I’m actually ingesting raw data into my database! I fixed some errors, mostly to do with type conversion (numpy data types to JSON), improved some error catching and logging, but the ingest is running. This is already a milestone. With this operation, more archaeological information is being gathered in the Netherlands in one database than probably has been done in the combined history of archaeological Dutch research.
I improved quite a bit on my code base. The inference on the encoding is done now on a maximum of 1 kilobyte of data, which improves the speed a lot.
There are new bugs to sort out, of course:
- For MongoDB, keys in JSON cannot contain dots (‘.’), so they must be escaped on a re-run
- There are some errors reported by MongoDB on the size of large files. The source data is ingested as one huge document, but the limit is somewhere about 17 megabytes. There are too many files over that limit. I will have to devise some kind of strategy for this, splitting it.

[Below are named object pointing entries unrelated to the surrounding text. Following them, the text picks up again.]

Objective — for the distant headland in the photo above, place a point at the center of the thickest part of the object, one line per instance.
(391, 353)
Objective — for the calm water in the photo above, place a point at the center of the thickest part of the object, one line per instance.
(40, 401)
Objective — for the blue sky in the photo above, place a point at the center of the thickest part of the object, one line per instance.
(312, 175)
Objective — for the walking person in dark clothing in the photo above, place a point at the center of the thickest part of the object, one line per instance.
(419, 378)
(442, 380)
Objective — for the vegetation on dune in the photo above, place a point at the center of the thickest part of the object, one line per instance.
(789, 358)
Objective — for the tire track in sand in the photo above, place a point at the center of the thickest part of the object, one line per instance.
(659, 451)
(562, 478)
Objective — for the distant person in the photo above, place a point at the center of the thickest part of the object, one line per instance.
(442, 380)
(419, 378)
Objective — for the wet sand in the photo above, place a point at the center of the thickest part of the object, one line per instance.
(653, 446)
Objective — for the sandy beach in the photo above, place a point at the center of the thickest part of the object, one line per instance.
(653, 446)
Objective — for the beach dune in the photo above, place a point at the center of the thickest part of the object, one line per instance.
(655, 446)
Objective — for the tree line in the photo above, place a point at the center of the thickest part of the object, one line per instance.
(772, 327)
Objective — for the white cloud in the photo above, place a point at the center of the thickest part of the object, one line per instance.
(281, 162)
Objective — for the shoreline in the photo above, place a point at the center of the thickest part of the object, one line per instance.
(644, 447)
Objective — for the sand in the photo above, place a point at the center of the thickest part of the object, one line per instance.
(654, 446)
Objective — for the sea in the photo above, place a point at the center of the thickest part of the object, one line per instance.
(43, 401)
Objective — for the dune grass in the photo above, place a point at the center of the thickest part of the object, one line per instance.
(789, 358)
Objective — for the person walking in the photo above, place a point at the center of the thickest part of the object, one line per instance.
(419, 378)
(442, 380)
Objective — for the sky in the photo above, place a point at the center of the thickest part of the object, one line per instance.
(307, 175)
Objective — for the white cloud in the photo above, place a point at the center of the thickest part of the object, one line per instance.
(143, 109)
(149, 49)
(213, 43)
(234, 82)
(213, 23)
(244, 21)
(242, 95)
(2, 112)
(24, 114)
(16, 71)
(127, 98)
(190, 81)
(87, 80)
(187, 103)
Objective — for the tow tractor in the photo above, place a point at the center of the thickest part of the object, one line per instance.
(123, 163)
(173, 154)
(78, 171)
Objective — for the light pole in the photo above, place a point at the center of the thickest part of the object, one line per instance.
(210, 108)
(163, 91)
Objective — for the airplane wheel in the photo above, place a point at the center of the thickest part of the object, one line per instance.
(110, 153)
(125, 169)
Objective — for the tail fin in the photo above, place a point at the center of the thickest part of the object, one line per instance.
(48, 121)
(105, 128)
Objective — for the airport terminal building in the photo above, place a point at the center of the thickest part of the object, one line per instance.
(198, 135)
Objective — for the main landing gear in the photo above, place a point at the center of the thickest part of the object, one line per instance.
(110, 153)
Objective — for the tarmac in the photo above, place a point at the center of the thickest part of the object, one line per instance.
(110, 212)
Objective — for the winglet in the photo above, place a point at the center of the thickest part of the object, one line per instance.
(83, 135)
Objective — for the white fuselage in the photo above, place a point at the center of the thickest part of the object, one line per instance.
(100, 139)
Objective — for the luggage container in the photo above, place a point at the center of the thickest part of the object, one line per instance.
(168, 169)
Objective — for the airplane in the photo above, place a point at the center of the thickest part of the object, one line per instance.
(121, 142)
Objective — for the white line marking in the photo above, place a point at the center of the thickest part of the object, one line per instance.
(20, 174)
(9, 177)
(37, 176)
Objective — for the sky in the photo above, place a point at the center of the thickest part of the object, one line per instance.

- Some files have numbers as keys, or, to put it in CSV terms: some files have numbers as column names. This could mean two things: either there is no column header in the file or it should be mapped to a string.
- R_AWDS4B.csv due to ‘charmap’ codec can’t decode byte 0x81
- One unit test creating a sha1 hash of a python dictionary is failing on Linux with weird changing results. Obviously something is getting encoded that shouldn’t.